The three poems work to move the reader emotionally through a variety of rhetorical strategies, some of which include the use of certain motifs, symbols, and moral values to evoke meaning for the reader.
Though the poems are individual works and not necessarily related to each other, what common aspects are featured in the poems? Compare either 2, or all 3 and look for common motifs, narrator traits, moral values, etc.

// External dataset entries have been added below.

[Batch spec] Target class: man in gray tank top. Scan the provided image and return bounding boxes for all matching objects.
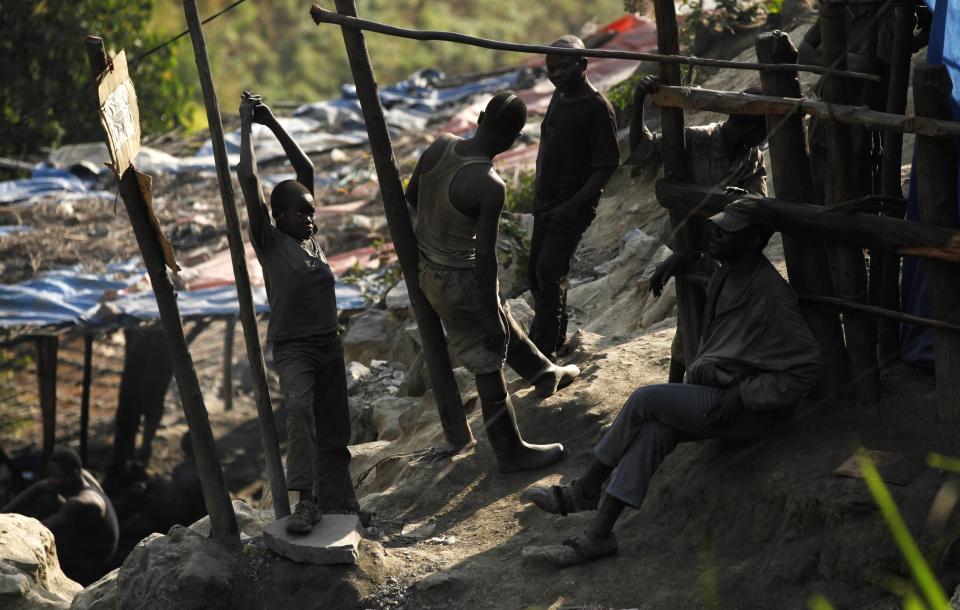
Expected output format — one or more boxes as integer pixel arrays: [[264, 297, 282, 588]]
[[406, 93, 580, 472]]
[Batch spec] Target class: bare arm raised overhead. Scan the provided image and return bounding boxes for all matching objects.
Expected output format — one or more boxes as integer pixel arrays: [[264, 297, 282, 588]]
[[237, 91, 270, 244]]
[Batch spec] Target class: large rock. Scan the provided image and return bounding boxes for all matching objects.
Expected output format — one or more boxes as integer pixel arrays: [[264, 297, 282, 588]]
[[0, 514, 83, 610], [110, 525, 242, 610], [263, 514, 360, 565], [190, 500, 273, 540]]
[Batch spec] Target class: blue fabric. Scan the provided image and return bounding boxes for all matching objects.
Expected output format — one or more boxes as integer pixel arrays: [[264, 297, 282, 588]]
[[900, 0, 960, 366], [0, 262, 367, 328]]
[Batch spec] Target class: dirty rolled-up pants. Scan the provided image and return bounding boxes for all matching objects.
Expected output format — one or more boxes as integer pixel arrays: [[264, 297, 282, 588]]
[[273, 333, 357, 509], [527, 205, 596, 357], [593, 383, 775, 508], [419, 254, 550, 381]]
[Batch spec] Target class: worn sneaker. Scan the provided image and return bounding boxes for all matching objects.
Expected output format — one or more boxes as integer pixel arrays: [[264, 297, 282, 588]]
[[286, 500, 320, 535]]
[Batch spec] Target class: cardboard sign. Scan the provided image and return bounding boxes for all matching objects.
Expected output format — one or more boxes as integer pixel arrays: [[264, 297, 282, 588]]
[[97, 51, 140, 178]]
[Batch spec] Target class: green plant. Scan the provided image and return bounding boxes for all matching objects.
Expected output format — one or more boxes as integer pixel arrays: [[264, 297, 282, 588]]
[[0, 0, 196, 156]]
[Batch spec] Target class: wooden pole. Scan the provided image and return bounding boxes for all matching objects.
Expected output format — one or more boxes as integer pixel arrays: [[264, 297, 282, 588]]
[[86, 36, 240, 546], [34, 335, 60, 473], [322, 0, 475, 450], [656, 180, 960, 263], [797, 293, 960, 336], [756, 31, 850, 396], [820, 2, 880, 404], [220, 316, 234, 410], [877, 1, 914, 361], [183, 0, 290, 519], [80, 333, 93, 464], [913, 63, 960, 422], [653, 0, 704, 365], [310, 4, 880, 82], [650, 85, 960, 138]]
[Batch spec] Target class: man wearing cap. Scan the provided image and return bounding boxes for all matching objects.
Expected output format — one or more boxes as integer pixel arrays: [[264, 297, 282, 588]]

The Seafarer and The Wanderer both employed the first person lament of their woes during the beginning half of their poems. Both poems described, in detail how their natural surroundings were rough and tough on them both. Even the identity, and the names of the poems are essentially similar. A wanderer travels aimlessly, with no sense of direction, and the narrator implies that he wanders around mostly in the natural world/outside. The seafarer has a similar title to wanderer, except he travels by sea to make a living. Both people are intimately connected to the outdoors and the natural world. The religious vein of the second halves of both poems are similar as well. God is praised and the driving force through his nature. He causes destruction as well as beauty. Both poems seem to realize this and praise the Lord for his mighty display of power through man and nature.
All three of the poems include nature and how it relates to the narrator and setting. Religion is also considered part of nature in these poems as how the narrators must overcome their trials psychologically and physically. The narrators in each of the poems must go through hardships that test themselves. It appears that the hardships endured by these narrators are not intentional, and it eats away at their minds.
All of the poems take place within nature (the wooden Cross in “Dream of the Rood” even as a part of nature). While “The Wanderer” and “The Seafarer” are more closely connected in that either protagonist is exiled from their community and living in sorrow, the Cross is also ripped away from Jesus after the crucifixion. All poems go into great detail of the physical destruction of each protagonist, as the Cross recounts the horrors of being nailed and the Wanderer explains the cold death of winter he faces, and the Seafarer describes his starvation and cold as well. All poems also have themes of Christianity, which are in focus toward the end of the poem, wherein the narrator find hope in God.